REPUBLIKA.CO.ID, JAKARTA -- Kepala Staf Kepresidenan Moeldoko mengungkapkan tujuan penerbitan Surat Keputusan Bersama (SKB) 11 Menteri tentang Penanganan Radikalisme pada ASN dan PP Nomor 77 Tahun 2019 tentang Pencegahan Tindak Pidana Terorisme dan Perlindungan terhadap Penyidik, Penuntut Umum, Hakim dan Petugas Pemasyarakatan.
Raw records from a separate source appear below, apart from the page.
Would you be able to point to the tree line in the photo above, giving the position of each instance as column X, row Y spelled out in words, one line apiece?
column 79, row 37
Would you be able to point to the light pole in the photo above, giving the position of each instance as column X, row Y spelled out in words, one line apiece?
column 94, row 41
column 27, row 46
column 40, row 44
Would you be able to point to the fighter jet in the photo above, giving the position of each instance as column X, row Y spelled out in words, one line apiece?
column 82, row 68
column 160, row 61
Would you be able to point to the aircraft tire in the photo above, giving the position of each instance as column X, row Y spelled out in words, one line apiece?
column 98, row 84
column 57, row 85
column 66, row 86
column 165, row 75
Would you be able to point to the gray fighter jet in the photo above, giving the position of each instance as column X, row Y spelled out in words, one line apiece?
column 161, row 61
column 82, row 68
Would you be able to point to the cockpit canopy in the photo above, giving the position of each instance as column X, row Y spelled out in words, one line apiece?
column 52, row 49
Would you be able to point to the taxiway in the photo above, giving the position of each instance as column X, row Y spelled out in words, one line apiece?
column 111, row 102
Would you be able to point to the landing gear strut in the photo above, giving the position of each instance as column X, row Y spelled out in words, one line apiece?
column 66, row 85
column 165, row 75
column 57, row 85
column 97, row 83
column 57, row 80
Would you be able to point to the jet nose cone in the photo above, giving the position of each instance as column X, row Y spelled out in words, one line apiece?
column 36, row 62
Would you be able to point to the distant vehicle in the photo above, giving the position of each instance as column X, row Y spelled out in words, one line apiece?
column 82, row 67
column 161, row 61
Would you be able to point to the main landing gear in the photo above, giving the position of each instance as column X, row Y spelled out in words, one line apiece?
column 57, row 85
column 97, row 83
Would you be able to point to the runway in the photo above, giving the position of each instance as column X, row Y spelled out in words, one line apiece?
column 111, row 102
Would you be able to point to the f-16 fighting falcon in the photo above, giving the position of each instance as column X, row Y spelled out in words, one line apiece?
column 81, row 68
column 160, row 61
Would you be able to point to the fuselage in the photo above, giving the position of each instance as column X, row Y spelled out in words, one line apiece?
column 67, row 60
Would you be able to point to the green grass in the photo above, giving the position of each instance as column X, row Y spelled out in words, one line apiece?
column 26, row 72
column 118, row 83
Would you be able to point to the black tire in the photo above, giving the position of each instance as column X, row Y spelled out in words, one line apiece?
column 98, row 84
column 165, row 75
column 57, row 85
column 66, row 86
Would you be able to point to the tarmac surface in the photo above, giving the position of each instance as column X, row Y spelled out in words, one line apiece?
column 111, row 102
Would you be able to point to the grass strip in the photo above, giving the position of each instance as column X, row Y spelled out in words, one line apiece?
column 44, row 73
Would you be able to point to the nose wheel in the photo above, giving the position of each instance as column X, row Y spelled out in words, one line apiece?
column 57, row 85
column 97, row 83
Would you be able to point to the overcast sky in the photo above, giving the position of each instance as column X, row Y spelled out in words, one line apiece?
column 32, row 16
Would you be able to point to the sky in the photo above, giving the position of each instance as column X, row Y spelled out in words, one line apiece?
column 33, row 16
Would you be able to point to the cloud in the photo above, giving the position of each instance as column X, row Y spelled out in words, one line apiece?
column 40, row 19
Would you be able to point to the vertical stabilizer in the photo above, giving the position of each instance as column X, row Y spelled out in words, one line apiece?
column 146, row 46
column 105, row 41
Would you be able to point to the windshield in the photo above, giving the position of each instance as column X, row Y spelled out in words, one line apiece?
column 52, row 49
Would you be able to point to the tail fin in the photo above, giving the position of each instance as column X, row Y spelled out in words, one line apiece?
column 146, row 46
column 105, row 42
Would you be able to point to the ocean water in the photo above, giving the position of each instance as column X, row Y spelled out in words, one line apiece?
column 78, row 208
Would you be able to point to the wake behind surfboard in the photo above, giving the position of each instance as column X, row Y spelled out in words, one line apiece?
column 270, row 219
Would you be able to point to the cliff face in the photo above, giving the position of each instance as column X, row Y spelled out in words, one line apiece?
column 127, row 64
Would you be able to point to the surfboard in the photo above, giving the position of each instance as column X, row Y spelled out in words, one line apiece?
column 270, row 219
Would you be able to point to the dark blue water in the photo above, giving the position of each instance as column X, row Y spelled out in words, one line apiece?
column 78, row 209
Menurut Moeldoko, aturan itu hanya sekadar panduan.
"Sebenarnya lebih ke sebuah panduan bahwa pendekatan untuk deradikalisasi itu pendekatan yang komprehensif, tidak hanya pendekatan keamanan, pendekatan komprehensif itu bisa melalui pendidikan edukasi, perbaikan infrastruktur sosialnya, infrastruktur pendidikan, perbaikan dan lain-lain," kata Moeldoko di kantor KSP Jakarta, Selasa.
SKB tersebut diterbitkan pada 12 November 2019 bersamaan dengan peluncuran portal aduanasn.id. Para menteri yang terlibat dalam SKB ini adalah Menteri Pendayagunaan Aparatur Negara dan Reformasi Birokrasi Tjahjo Kumolo, Menteri Dalam Negeri Tito Karnavian, Menteri Hukum dan HAM Yasonna Laoly, Menteri Agama Fachrul Razi, Menteri Pendidikan dan Kebudayaan Nadiem Anwar Makarim, dan Menteri Komunikasi dan Informatika Johnny G. Plate.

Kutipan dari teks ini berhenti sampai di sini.